The Strad Issue: March 2015
Description: A brilliant young quartet in contrasting works from three centuries
Musicians: Schumann Quartet
Composer: Mozart, Ives, Verdi

This is the Schumann Quartet’s eagerly awaited follow-up to its outstanding 2013 debut disc of Beethoven, Bartók and Brahms. Lithe, tonally transparent, sparklingly articulated, finely vibratoed, subtly blended and phrased, the Schumann sound world is ideal for the first of Mozart’s three ‘Prussian’ Quartets, enhanced by tangible, gently cushioned engineering. Their approach to the timing and inflecting of Mozart’s buoyant work is remarkable from so youthful an ensemble, especially in the finale, whose tricky final pages benefit from immaculate emotional pacing.

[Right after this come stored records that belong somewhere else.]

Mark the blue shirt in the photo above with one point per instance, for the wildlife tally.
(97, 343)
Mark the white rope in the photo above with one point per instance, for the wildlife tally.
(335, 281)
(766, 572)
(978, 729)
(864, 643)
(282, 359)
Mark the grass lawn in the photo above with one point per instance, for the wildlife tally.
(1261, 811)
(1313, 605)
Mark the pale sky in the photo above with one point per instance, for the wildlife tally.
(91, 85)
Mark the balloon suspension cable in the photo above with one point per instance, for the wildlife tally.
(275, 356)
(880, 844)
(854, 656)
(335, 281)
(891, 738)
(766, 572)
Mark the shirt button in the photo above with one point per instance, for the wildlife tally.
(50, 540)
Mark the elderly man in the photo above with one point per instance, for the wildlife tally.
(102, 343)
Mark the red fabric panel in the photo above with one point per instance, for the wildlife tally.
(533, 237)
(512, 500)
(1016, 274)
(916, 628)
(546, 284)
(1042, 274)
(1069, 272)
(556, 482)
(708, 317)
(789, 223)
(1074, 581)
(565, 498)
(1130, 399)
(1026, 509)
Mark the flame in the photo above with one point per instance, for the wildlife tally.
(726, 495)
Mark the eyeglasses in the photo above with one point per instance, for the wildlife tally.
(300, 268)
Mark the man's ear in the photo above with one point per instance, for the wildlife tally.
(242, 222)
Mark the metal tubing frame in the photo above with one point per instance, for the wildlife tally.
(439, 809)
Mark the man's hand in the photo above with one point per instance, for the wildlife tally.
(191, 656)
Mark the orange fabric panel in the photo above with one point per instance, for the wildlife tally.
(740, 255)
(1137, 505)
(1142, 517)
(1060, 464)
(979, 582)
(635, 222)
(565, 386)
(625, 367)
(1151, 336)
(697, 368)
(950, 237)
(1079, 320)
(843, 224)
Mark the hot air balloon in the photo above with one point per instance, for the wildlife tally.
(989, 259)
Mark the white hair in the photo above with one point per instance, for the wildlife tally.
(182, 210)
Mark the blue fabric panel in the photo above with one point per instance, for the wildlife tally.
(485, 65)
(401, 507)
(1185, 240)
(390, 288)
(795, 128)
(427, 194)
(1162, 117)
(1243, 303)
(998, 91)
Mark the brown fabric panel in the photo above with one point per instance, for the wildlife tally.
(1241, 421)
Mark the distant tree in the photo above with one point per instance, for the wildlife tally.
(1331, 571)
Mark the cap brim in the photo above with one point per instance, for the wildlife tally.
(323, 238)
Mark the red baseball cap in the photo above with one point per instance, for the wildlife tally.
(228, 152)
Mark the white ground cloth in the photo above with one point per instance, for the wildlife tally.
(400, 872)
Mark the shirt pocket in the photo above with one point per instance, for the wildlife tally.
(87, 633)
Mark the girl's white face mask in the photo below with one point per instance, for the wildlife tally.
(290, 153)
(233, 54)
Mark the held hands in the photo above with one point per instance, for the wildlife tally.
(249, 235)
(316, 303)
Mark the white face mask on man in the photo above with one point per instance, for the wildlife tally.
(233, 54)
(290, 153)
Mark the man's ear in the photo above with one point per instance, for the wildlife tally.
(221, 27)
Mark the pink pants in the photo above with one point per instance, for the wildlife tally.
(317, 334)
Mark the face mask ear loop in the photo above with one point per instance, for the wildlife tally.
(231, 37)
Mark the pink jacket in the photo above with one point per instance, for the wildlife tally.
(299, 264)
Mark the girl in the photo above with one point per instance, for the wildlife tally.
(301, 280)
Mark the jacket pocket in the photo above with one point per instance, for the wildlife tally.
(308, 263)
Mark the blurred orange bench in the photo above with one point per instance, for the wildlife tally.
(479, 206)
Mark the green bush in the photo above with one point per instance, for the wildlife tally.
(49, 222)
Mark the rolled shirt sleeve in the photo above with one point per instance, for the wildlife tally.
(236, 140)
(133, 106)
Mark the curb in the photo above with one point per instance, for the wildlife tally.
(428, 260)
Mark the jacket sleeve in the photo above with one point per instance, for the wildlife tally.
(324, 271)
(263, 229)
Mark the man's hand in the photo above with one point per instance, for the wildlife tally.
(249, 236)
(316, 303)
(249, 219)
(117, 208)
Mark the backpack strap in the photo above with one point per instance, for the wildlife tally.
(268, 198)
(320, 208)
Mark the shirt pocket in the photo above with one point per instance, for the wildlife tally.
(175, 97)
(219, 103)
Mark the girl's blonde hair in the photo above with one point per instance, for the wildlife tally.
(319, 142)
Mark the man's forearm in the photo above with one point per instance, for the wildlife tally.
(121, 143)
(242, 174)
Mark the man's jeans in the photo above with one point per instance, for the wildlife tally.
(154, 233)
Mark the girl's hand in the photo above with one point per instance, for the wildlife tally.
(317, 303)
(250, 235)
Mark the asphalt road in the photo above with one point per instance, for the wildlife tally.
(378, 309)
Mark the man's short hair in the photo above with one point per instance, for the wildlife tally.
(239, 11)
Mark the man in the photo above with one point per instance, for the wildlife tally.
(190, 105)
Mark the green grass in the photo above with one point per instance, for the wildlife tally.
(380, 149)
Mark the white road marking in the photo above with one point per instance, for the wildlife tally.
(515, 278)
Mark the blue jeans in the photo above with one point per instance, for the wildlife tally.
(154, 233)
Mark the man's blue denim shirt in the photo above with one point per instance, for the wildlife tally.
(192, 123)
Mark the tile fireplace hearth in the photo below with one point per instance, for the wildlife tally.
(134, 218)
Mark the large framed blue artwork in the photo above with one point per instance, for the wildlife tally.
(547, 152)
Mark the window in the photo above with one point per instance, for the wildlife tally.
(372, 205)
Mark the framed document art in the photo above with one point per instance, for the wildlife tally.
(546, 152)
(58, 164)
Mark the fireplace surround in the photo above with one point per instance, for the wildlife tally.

The beguiling eloquence of the Schumanns’ Mozart is matched by an impassioned reading of Charles Ives’s Second Quartet, which pulls no punches when it comes to its constant railing against the tradition exemplified by Mozart’s bejewelled classicism. Ives emphasised that when performing this bracingly inventive score the players should shake hands after throwing a few metaphorical punches and ‘have some fun’, and that is precisely what comes across in the startling adrenalin rush of the ‘Arguments’ second movement. Following this tour de force of visionary altercation, the Schumanns soothe our lacerated tonal senses with a high-octane account of the Verdi Quartet that blows clean away the cosily held notion of it being a pallid reflection of his operatic genius. Highly recommended.